三河万歳(みかわまんざい)は、太夫(たゆう)才蔵(さいぞう)がおめでたい歌や台詞を掛け合いながら舞い、新年の訪れを祝福する民俗芸能です。西尾では西野町(にしのまち)の森下村(現在の上町北側)で伝承されたことから「森下万歳」と呼ばれています。平成8年に安城市・幸田町の万歳とともに「三河万歳」として国の無形民俗文化財に指定されました。

 

起源については諸説があります。

  1. 「吉良太夫説」その1
    壬申の乱(672)後に森下の地に移り住んだ高坂王の長男・吉良太夫が、持統天皇(または文武天皇)の三河行幸のときに御前で万歳を舞ってお祝いした。その後、森下で万歳を舞うものが多くなった。(天和2年(1682)編『万歳系図書』ほか)
  2. 「吉良太夫説」その2
    大宝年中(701~4)の文武天皇三河行幸の際に三河国額田郡舞木村(岡崎市舞木)出身の吉良太夫が舞った。吉良太夫は永延2年(988)に大和へ移り、文保2年(1318)に西野町へ移ってきた。
  3. 「彦左衛門、兵次、吉良太夫庄司説」
    文武天皇三河行幸の時、山中村(額田郡)の百姓・彦左衛門と兵次が酔って催馬楽を歌い舞った。2人はそのまま大和国へお供した。一条院(在位986~1011)の頃に三河守大江貞(定)基の前で万歳楽が舞われ、吉良太夫庄司に諸国巡礼の許可と万歳歌詞が与えられた。(『万歳由緒書』)
  4. 「応通禅師説」
    建治3年(1277)に中国明州出身の陣昭と答谷が実相寺第2世応通禅師を訪ねて渡来した。禅師が2人に万歳楽賦を作って与え、歌い舞うことを仕事とするように勧めた。のちに子孫が増えて一村となった。(『実相安国禅寺伝記』)

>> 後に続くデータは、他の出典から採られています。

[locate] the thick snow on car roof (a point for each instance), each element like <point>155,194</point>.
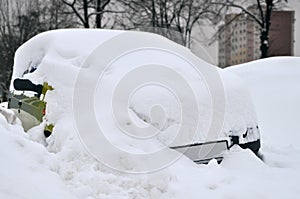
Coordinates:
<point>59,55</point>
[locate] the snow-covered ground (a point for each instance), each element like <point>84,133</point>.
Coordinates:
<point>60,167</point>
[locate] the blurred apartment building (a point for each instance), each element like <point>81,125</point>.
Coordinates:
<point>239,41</point>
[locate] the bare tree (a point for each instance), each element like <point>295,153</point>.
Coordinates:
<point>263,18</point>
<point>176,15</point>
<point>92,11</point>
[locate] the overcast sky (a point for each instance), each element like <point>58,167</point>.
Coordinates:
<point>210,53</point>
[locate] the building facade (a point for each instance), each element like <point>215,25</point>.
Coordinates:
<point>239,38</point>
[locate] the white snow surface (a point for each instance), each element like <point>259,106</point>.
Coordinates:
<point>60,167</point>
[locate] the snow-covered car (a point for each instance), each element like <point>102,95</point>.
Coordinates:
<point>61,57</point>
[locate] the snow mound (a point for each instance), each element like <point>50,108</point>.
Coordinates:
<point>275,90</point>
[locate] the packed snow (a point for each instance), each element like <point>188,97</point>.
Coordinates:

もっとも盛んとなったのは江戸時代で、陰陽道の土御門家の支配と保護を受け、江戸をはじめ関東諸国を廻りました。とくに三河出身の徳川家によって優遇され、苗字帯刀や大紋の直垂の着用が許され、正月元旦の江戸城開門式を司ったといいます。卯の刻(午前6時)に万歳師が門の外から「鍵いらず戸ざさる御代のあけの春」、門内から「思わず腰をのばす海老錠」と高らかに謡い、その声のうちに開門したと伝えられます(『西尾町史』)。森下万歳は門付けではなく「檀家」と呼ばれる決まった得意先を訪問し、その屋敷の座敷で舞うために「御殿万歳(ごてんまんざい)」とも呼ばれました。

明治以降、万歳は神道職として県の許可を得て巡業が続けられましたが、戦時下で中断し、戦後に一部の人によって復興されましたが、時代の変化とともに衰退してゆきました。昭和29年に三河万歳保存会が結成され、31年に県の無形民俗文化財、46年に文化庁から「記録作成等の措置を講ずべき無形の民俗文化財選択民俗芸能」とされましたが、後継者が育たず、近年は成年で万歳を舞うことのできる人は途絶えてしまいました。

白黒 万歳成年

(左)昭和40年代の三河万歳  (右)平成2年頃の三河万歳

現在は、西野町小学校の「御殿万歳クラブ」が伝承の中心となり、公演活動を重ね、後継者育成のための取り組みが少しずつ進められています。